Have you ever thought about how you could make smarter decisions when it comes to investing in the stock market? I’ve been on that very journey, and I’ve come across a remarkable tool called Live (Delayed) Stock Prices API that provides almost real-time information about any stock, delayed by 15 minutes. This discovery got me thinking, and I decided to create my own personal stock market assistant. With live stock data at your fingertips, you can make more informed choices without relying on expensive platforms. What’s more, you can develop your own investment strategy based on historical data to help you make the best decisions.

I explored various ways to quickly access up-to-date stock prices and trends, and I found that most solutions fell short of my needs, except for this API that offers live stock data.
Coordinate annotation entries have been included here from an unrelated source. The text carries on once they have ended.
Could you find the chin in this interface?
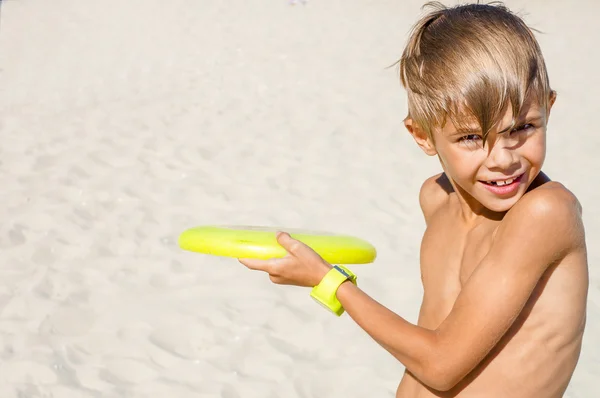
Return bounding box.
[481,195,521,213]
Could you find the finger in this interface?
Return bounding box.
[238,258,274,273]
[275,231,306,254]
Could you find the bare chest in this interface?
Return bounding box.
[421,213,498,290]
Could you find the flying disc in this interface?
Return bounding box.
[179,225,377,264]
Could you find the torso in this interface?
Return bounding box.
[396,173,588,398]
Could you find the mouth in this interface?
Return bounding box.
[479,173,525,194]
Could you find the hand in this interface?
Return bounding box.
[238,232,332,287]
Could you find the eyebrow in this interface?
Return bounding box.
[450,114,543,136]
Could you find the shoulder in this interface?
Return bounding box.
[497,182,585,255]
[419,173,454,222]
[509,181,582,222]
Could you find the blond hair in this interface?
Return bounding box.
[399,2,552,140]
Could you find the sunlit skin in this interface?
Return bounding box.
[405,93,556,217]
[240,94,588,398]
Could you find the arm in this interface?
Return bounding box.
[338,188,583,390]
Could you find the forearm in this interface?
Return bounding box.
[337,282,437,382]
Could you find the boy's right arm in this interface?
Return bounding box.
[398,173,452,396]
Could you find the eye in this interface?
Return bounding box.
[459,134,481,142]
[511,123,534,133]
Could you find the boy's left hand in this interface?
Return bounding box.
[238,232,331,287]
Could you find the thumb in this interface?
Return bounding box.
[275,231,304,254]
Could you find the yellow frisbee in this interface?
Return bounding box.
[179,225,377,264]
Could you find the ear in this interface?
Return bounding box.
[404,117,437,156]
[546,90,556,116]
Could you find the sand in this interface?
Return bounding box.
[0,0,600,398]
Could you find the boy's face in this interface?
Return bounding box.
[407,96,554,212]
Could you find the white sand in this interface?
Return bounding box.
[0,0,600,398]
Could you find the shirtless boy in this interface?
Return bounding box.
[240,4,588,398]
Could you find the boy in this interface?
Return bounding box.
[240,3,588,398]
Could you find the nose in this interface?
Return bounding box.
[486,141,519,171]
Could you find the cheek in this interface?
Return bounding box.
[438,146,486,180]
[521,134,546,166]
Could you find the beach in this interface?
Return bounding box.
[0,0,600,398]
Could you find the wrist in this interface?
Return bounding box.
[310,265,357,316]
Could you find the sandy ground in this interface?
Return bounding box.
[0,0,600,398]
Let’s take a closer look at what this API can do. This is the output when the API is requested for TSLA stock:

{'code': 'TSLA.US',
'timestamp': 1693941000,
'gmtoffset': 0,
'open': 245,
'high': 258,
'low': 244.86,
'close': 257.44,
'volume': 112942754,
'previousClose': 245.01,
'change': 12.43,
'change_p': 5.0733}

This output provides all the information you need to create a successful investment strategy. Now, let’s delve into how you can build a model to simplify your financial decision-making.

Register & Get Data

Python Implementation

1. Importing the Necessary Packages

Begin by importing some essential Python packages to support your project. These packages will assist you in handling data, training models, and more.

import pandas as pd
from eodhd import APIClient
import numpy as np
from xgboost import XGBClassifier
from sklearn.ensemble import IsolationForest
from sklearn.ensemble import RandomForestClassifier

Here’s what each package does:

Pandas: Helps with various data operations.

Numpy: Used for mathematical operations in Python.

Train_test_split: Splits your data into training and test sets.

XGBoost, Random Forest, and Isolated Random Forest: These are classification models used for our task.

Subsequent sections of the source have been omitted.